Non-GAAP Comment Letter Survey: SEC Focuses on CDI Updates

During our recent “Non-GAAP Developments: Enhancing Your Policies and Procedures” webcast, our panelists reinforced one of the themes Dave wrote about in the March-April issue of The Corporate Counsel newsletter:

We often compare the Staff’s approach to non-GAAP financial measures to a swinging pendulum — over the years there have been times when the Staff is more accommodating to companies when they present non-GAAP financial measures in their SEC filings and other communications, but then there are times when the Staff expresses significant concern with the presentation of non-GAAP financial measures through the comment process, enforcement actions and Staff guidance. Today, the pendulum has definitely swung toward the latter end of that spectrum, with a fresh round of more rigid interpretive updates and a new enforcement action being brought against a company for misleading non-GAAP financial measures and inadequate disclosure controls.

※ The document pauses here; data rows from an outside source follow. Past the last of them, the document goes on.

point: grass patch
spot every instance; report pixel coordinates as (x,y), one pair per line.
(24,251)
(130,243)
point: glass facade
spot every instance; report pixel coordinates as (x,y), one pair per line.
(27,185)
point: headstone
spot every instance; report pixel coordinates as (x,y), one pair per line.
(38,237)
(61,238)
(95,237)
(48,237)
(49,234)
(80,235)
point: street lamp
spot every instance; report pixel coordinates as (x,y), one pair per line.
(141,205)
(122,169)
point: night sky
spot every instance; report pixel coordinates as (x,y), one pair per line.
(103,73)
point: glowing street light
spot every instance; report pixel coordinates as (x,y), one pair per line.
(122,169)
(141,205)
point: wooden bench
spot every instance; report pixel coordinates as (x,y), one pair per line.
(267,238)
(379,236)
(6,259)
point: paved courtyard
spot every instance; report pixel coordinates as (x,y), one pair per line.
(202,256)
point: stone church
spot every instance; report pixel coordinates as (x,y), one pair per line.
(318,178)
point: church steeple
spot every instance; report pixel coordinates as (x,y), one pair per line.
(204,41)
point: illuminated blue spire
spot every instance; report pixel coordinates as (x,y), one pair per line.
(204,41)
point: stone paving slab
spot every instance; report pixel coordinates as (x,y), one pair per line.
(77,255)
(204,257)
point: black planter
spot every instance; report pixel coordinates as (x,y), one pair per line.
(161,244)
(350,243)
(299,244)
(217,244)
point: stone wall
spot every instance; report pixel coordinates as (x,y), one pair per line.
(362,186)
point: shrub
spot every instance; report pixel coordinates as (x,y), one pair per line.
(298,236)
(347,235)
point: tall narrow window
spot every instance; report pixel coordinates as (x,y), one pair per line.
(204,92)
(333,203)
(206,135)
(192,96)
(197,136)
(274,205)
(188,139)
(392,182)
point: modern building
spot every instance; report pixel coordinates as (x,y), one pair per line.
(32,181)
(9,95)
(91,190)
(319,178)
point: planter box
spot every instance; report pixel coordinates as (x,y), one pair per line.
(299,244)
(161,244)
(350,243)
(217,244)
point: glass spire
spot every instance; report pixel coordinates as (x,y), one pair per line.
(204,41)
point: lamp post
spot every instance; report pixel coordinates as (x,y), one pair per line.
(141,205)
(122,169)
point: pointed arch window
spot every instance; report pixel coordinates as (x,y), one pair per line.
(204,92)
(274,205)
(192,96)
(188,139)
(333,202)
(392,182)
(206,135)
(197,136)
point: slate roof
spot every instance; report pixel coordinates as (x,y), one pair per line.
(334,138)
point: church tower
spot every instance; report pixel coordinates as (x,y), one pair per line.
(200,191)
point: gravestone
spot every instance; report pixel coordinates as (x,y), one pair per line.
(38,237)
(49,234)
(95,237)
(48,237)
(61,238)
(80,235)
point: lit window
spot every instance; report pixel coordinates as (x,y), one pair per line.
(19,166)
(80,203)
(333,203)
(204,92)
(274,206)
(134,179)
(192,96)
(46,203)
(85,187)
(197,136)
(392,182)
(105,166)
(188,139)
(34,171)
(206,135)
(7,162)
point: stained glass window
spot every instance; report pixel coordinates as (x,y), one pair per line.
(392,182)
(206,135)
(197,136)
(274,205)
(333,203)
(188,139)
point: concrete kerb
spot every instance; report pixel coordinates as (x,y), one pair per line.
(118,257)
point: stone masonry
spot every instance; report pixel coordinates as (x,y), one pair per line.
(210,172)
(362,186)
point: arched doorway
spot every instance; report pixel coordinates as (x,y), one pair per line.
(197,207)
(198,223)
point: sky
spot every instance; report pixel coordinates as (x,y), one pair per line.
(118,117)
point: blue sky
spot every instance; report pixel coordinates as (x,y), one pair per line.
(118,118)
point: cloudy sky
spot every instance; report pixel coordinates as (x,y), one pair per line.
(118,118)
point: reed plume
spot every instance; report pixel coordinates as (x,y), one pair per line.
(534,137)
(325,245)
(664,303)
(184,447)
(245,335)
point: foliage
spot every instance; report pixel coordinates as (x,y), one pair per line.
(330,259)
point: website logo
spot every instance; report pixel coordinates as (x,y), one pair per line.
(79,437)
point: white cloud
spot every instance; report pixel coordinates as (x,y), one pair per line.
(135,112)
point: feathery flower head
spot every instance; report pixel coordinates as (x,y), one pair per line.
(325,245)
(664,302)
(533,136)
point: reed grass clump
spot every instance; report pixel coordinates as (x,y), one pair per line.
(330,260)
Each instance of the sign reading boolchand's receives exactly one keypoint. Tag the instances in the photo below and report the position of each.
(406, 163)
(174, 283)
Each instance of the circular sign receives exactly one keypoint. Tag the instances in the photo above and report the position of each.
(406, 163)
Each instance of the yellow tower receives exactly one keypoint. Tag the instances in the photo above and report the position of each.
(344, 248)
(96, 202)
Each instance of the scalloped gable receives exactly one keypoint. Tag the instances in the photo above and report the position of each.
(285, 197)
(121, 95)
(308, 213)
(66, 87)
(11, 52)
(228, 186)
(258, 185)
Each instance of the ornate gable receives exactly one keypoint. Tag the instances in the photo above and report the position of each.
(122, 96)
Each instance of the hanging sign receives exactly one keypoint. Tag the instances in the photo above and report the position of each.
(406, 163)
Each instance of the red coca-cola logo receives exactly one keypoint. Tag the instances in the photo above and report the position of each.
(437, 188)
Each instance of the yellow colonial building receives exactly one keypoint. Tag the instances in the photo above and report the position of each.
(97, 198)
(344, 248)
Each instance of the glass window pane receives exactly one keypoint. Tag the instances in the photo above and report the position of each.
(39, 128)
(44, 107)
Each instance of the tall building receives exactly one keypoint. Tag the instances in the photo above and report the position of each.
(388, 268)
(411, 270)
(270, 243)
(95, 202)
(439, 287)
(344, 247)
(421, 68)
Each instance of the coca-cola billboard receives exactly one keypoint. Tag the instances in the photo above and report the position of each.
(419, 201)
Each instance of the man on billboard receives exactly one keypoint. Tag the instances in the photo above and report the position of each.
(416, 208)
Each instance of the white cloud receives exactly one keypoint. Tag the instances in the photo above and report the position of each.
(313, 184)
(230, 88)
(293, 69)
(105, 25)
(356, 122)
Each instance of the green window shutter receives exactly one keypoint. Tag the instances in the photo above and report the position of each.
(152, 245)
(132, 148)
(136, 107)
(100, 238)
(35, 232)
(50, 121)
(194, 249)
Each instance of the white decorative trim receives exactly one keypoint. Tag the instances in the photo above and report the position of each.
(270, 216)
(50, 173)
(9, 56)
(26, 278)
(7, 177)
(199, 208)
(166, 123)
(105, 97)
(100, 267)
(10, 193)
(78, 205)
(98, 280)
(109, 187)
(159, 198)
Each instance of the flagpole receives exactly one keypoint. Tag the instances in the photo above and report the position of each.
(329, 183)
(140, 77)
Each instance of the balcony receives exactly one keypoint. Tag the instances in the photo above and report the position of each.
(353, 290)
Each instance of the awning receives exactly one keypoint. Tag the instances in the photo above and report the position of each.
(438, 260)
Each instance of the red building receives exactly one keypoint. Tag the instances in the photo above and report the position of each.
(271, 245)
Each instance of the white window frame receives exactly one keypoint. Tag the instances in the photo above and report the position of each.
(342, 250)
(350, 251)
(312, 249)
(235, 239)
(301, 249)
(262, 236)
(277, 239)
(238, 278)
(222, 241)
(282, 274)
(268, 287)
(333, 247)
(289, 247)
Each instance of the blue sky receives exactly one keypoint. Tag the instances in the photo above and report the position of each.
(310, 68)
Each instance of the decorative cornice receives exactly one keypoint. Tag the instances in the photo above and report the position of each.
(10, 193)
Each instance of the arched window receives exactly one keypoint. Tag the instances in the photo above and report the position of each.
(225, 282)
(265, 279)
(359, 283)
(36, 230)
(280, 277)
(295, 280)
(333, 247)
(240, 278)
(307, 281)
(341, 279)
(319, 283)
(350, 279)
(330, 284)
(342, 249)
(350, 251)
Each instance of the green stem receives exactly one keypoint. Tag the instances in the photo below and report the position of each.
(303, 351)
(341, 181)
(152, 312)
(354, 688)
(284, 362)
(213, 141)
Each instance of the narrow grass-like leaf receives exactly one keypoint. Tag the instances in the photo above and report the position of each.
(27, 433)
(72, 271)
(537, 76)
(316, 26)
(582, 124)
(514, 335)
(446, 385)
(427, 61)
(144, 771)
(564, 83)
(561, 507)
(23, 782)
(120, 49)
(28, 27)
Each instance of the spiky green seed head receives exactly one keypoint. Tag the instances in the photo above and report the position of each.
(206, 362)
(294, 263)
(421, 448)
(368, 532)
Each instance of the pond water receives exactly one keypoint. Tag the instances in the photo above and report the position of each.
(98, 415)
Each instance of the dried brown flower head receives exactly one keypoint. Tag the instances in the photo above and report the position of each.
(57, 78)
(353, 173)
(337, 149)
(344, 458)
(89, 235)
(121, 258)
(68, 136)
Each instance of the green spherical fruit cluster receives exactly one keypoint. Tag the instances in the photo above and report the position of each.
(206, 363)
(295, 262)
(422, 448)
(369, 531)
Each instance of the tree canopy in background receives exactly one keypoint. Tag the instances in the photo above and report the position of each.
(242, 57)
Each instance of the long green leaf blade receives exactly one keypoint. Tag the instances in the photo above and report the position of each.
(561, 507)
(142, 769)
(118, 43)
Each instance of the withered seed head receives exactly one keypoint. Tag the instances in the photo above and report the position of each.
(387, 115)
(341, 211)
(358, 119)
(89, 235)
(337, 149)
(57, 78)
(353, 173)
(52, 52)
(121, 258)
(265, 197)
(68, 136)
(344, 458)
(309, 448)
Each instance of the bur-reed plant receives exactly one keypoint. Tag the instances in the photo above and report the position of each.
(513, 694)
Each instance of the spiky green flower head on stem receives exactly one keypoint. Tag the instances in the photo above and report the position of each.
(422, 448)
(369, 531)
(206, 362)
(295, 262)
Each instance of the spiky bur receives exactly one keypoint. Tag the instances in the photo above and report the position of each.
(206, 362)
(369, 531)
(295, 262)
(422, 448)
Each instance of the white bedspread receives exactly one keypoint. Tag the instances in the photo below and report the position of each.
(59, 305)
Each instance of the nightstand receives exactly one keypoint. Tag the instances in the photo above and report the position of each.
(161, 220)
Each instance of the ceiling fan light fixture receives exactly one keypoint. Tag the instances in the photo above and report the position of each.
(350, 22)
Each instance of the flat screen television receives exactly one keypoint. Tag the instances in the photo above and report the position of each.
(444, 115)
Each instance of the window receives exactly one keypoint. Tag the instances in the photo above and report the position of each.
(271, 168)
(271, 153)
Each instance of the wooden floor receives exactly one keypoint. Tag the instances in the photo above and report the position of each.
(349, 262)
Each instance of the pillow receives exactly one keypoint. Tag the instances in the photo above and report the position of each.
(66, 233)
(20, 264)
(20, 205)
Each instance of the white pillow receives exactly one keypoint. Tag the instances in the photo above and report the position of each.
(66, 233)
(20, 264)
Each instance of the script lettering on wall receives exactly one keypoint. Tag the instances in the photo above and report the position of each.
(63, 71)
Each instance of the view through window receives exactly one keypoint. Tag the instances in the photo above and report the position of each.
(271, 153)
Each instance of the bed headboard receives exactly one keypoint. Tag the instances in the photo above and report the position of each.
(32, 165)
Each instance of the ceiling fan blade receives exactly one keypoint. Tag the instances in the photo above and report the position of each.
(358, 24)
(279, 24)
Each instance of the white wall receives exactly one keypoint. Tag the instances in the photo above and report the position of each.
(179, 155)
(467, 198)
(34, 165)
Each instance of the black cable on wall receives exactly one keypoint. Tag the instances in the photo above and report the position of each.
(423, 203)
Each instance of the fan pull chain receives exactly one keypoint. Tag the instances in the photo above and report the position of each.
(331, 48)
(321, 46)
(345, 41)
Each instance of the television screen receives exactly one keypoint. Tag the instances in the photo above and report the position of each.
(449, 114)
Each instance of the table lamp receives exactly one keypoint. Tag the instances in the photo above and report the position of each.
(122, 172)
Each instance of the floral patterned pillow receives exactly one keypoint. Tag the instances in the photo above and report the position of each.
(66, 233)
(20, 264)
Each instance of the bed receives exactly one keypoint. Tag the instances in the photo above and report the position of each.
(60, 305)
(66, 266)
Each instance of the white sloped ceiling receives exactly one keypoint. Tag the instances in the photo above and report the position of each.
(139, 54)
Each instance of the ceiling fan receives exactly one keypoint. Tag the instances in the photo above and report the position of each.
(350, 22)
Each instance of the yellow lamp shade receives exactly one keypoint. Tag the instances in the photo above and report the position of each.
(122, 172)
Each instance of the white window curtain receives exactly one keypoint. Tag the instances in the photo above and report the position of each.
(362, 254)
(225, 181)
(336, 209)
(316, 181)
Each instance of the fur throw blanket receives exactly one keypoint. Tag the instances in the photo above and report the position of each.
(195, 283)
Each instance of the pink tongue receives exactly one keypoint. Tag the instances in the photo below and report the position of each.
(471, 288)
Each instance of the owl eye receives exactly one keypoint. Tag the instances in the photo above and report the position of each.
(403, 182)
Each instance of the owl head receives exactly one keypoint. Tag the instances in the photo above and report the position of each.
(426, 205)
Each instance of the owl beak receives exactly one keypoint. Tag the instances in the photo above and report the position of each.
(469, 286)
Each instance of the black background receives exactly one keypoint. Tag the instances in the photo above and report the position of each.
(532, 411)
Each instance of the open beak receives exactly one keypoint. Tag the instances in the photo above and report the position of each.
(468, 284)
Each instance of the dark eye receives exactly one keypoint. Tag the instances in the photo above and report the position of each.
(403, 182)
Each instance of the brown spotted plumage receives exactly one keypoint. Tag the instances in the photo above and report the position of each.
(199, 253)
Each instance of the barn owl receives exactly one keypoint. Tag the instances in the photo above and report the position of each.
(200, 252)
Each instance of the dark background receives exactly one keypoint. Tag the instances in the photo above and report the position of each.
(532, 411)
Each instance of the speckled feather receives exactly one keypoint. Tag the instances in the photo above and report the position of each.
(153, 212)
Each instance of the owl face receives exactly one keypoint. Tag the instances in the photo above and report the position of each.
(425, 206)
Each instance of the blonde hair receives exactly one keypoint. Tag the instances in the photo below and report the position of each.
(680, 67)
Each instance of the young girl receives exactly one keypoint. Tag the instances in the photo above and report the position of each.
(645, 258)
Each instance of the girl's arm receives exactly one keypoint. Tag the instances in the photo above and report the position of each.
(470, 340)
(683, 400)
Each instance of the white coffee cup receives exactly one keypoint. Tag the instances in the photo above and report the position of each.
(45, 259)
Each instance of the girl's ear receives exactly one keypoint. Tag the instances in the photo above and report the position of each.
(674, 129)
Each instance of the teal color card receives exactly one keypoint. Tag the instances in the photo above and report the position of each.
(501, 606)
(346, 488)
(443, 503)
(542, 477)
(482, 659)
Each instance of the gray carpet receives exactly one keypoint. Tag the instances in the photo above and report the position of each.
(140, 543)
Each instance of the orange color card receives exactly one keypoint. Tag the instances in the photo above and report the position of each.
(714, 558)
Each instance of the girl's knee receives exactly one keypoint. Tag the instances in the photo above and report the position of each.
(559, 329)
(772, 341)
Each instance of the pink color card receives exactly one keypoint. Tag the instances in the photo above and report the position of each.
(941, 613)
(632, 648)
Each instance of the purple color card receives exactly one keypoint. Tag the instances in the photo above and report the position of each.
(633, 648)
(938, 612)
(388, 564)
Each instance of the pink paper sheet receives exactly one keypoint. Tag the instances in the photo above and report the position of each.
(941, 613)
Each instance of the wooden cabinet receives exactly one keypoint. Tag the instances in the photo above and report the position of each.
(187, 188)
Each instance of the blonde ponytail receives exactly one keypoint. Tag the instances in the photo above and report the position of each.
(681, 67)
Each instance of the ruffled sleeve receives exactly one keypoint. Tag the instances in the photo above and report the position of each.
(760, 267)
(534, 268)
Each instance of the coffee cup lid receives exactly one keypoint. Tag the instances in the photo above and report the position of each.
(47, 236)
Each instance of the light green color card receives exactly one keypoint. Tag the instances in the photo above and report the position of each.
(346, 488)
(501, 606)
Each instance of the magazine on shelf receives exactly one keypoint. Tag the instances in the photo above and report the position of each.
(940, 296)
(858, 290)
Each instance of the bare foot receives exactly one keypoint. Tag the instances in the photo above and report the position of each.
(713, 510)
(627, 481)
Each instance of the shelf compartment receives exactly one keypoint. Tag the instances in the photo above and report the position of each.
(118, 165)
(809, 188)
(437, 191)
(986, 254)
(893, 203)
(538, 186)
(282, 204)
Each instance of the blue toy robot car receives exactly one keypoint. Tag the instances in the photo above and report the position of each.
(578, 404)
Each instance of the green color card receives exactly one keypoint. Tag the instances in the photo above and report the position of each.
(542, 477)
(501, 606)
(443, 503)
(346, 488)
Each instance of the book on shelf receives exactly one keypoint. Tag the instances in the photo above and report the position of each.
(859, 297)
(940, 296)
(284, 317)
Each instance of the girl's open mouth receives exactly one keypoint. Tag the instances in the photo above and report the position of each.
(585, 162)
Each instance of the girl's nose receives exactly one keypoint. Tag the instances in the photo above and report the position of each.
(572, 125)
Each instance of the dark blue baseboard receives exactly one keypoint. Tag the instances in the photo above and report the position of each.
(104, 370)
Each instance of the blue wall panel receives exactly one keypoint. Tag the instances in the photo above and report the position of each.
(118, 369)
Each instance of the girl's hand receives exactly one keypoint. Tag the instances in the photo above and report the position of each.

Our panelists also shared what the Staff hopes companies will do following new or updated guidance — that is, read it and take a fresh look at their disclosures to make any necessary tweaks. With that in mind, the Staff may provide a window for companies to self-correct following new guidance and then issue comment letters with clean-up comments. Since we’re over six months from the December 2022 CDI updates, this MyLogIQ survey of non-GAAP comment letters from January 2022 to May 2023 caught my eye. The survey focused on topics that were both frequently the subject of a comment letter and addressed in the CDI updates and found that:

– Equal or greater prominence was the top non-GAAP issue triggering a comment letter
– The top three comment letter issues were all addressed in the December 2022 CDI updates — the next two being recurring expenses and individually tailored measures

The survey also provides examples of comments on each topic addressed in the updated CDIs. In multiple sample questions on recurring expenses, the SEC took issue with “pre-opening costs.” Here’s one of the sample comments:

We note the following in regards to your presentation and reconciliation of your Non-GAAP measures adjusted EBITDA and adjusted net income:Your reconciliation excludes “Pre-opening costs” which appears to be a normal, recurring cash operating expense. Please tell us your consideration of Question 100.01 of the staff’s Compliance and Disclosure Interpretation on Non-GAAP Financial Measures, or revise accordingly.